Hierarchical Task-Driven Feature Learning for Tumor Histology

Project Details

Background: Most automated analysis of histology follows a general pipeline of first segmenting nuclei, then characterizing color, texture, shape, and spatial arrangement properties of cells and nuclei. These hand-crafted features are time-consuming to develop and do not adapt easily to new data sets. More recent work has begun to learn appropriate features directly from image patches. This project was completed before deep learning tool kits were readily available and instead used dictionary learning as a means for learning representations from image patches.

Solution: Through learning small and large-scale image features, we captured the local and architectural structure of tumor tissue from histology images. This was done by learning a hierarchy of dictionaries, where each level captured progressively larger scale and more abstract properties. By optimizing the dictionaries further using class labels, discriminating properties of classes that are not easily visually distinguishable to pathologists were captured.

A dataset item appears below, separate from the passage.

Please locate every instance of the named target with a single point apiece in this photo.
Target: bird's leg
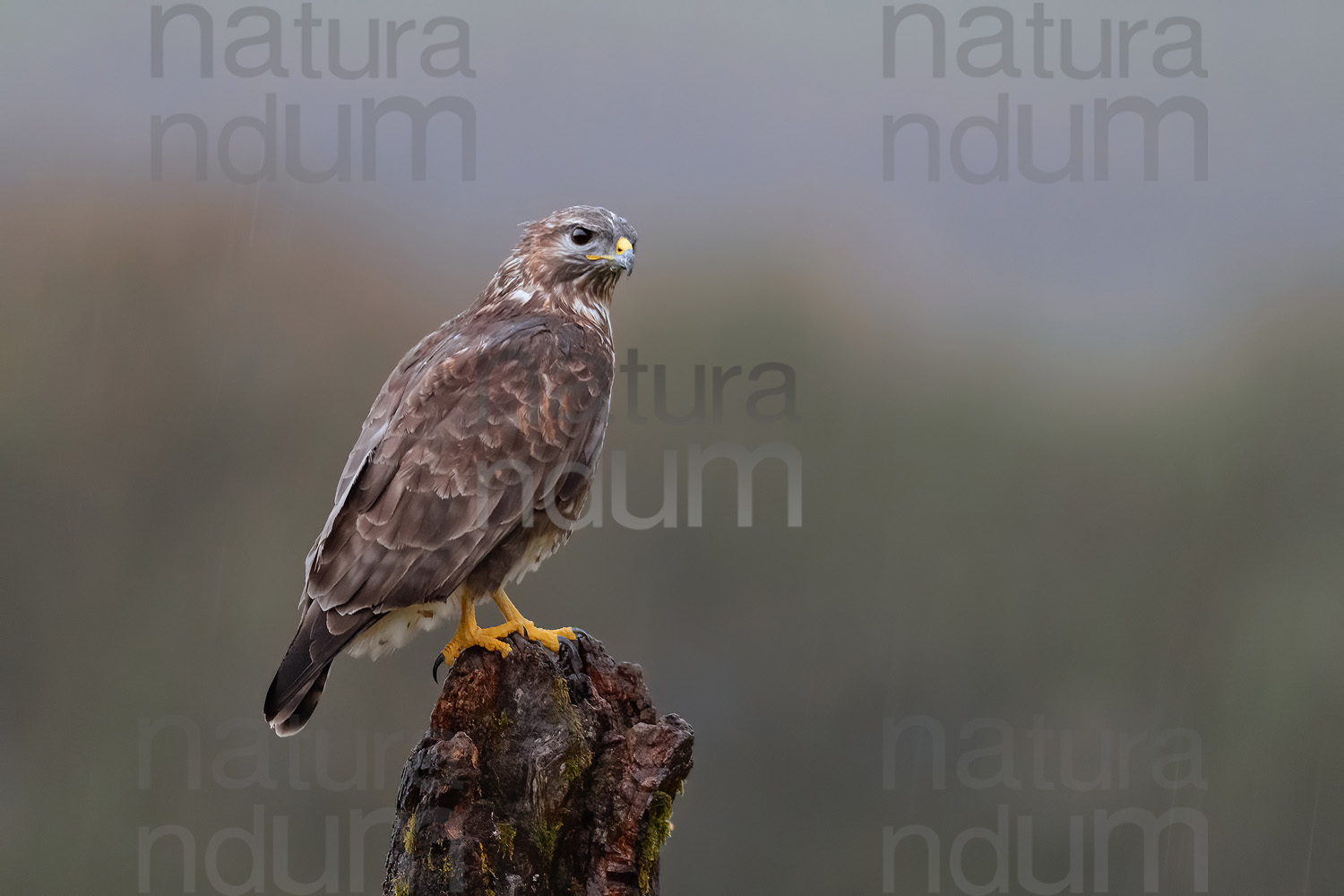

Results: We explored this hierarchical and task-driven model in classifying malignant melanoma and the genomic subtype of breast tumors from histology images. We also showed how interpreting our model through visualizations can provide insights to pathologists.

Additional Applications: Dictionary learning can be used as a discriminative representation for classification of textures, objects, scenes, or many other types of images. It can also form a compact descriptor for image retrieval. While not as powerful a discriminator as many deep learning methods, it is much more interpretable and so would be a suitable representation when insight into the features driving classification is important.